Honigman and his patients have been beneficiaries of utilization review data. While he has used the information to address his approach to various procedures, his treatment of hospitalized diabetes patients provides a good example of using data to make changes.
Physician discovers LOS problem
Upon receiving one of Green's biannual reports, Honigman saw his hospitalized diabetic patients had an average length of stay longer than his peers with the same type of patients. "I started looking at that more carefully and have altered the way I [treat them]," he says.
He had been checking sugars four times a day and giving insulin doses using a sliding scale -- a standard treatment method. Looking at the results of his peers, however, he saw he could do better.
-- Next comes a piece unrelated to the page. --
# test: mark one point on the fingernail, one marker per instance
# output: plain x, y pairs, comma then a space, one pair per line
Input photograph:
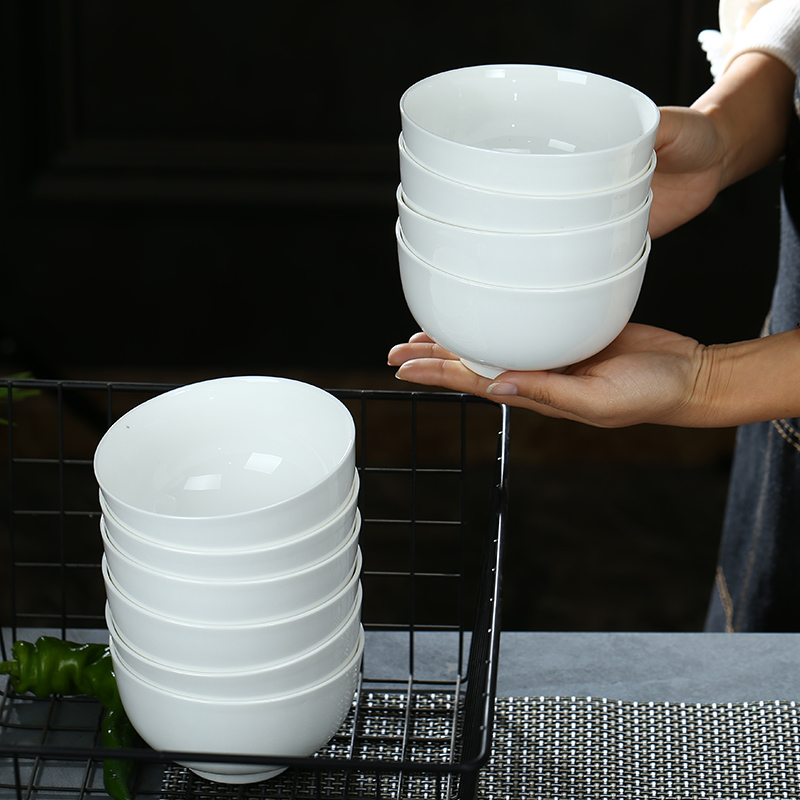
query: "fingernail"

He did a literature search for information on getting blood glucose levels under control faster.
"What I realized was that I was chasing blood sugars and I wasn't getting good control," Honigman says. "This was prolonging my length of stay because you really need some semblance of blood sugar control before you send patients home, especially if there are other concurrent illnesses."
Based on his search results, Honigman started patients on NPH (intermediate-acting insulin) more quickly and depended less on the sliding scale, which uses short-acting insulin based on current blood glucose readings. "[NPH] has allowed me to get more rapid control of most of my patients' blood sugars no matter what their other problems may be, and reduced the length of stay," he says. "[Without the utilization report], I might never have recognized there was a problem."
Green isn't stopping with the current version of this report. In fact, physicians like Honigman are demanding current data comparing Beverly's utilization and outcomes with other hospitals in the market. He suggests a more graphical format would be helpful.
"I need more information, and I need to compare it with other institutions," Honigman says. "I need to look more to outcomes. It has evolved to the point where [Beverly's reports] are not adequate for me anymore. We're ready to move on to the next step."